Etsy calls its process a Blameless Post Mortem. The idea comes out of Just Culture, a systems design theory that originated in the medical community as a way to limit medical malpractice.
“You assume best intentions,” Elliott-McCrea, who has been a recipient of the three-armed sweater award himself, says. “You assume skillful actors and you try to get to the local rationality. I made a choice. I deployed that code to the home page. I had confidence when I did it. Something happened and now it’s an infinite loop and I’ve taken down the website.

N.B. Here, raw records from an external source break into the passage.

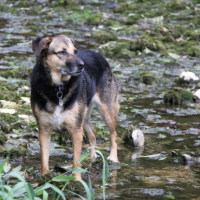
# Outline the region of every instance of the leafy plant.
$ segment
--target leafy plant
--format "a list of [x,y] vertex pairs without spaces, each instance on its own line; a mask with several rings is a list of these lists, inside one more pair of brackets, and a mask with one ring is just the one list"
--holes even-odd
[[[90,147],[92,148],[92,147]],[[86,150],[86,152],[84,152],[80,159],[79,159],[79,164],[85,160],[90,153],[88,153],[88,150],[90,149],[88,148]],[[105,199],[105,183],[108,177],[108,168],[107,168],[107,162],[103,156],[103,154],[99,151],[96,150],[96,153],[98,153],[102,159],[103,159],[103,170],[102,170],[102,183],[103,183],[103,199]],[[106,170],[107,169],[107,170]],[[47,183],[45,183],[44,185],[37,187],[37,188],[33,188],[33,186],[30,183],[27,183],[24,178],[23,178],[23,172],[20,172],[21,170],[21,166],[18,166],[14,169],[12,169],[11,171],[11,166],[8,163],[8,158],[3,162],[3,164],[0,165],[0,200],[13,200],[13,199],[18,199],[18,200],[48,200],[49,198],[49,193],[47,192],[51,190],[51,199],[52,200],[58,200],[58,199],[66,199],[65,198],[65,194],[64,194],[64,190],[67,192],[70,192],[74,195],[79,196],[81,199],[85,199],[84,197],[82,197],[79,194],[76,194],[72,191],[66,190],[66,186],[69,183],[69,181],[79,181],[87,194],[87,199],[89,200],[94,200],[94,192],[92,189],[92,184],[91,184],[91,180],[88,176],[88,183],[89,186],[83,181],[83,180],[77,180],[74,176],[72,176],[73,173],[89,173],[87,170],[84,170],[82,168],[74,168],[68,172],[65,172],[57,177],[54,177],[53,179],[51,179],[50,181],[48,181]],[[70,174],[67,175],[66,174]],[[9,184],[8,180],[10,177],[15,177],[18,179],[18,182],[15,185]],[[63,186],[62,189],[59,189],[58,187],[56,187],[53,183],[50,182],[66,182]]]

What was it about what I was thinking at the time that gave me confidence? There’s no blame, no should haves, no editorial at any point. Here’s what I did. Here’s what I thought was going to happen.”
The intent is to drill down to the root of the error to uncover metrics that can be used in an attempt to ensure that particular error doesn’t happen again.
“Then you have 30 days to fix the remediation items,” Elliott-McCrea says.
The elimination of blame and punishment has created a new and better culture at Etsy, he says.
“One of the things people talk about when they get here is their surprise about how helpful everyone is,” he says. “Everyone is on the same side. People aren’t afraid to not know something or make a mistake.”
The end result has been a dramatic improvement in mean time to detect and mean time to resolve issues, Elliott-McCrea adds.
Security doesn’t have to be scary
Even Etsy’s security team has taken this philosophy to heart.
“They’re friendly,” Elliott-McCrea says. “I think one of the huge successes that I see is you see people sending them emails: ‘Hey, this weird thing happened to me. Is this normal?’ Most corporate security is scary. People are scared to talk to them. Here, people think, ‘Our security team is friendly and open and I like them. I’m going to forward that along.’ We get a lot of false positives, but that’s OK.”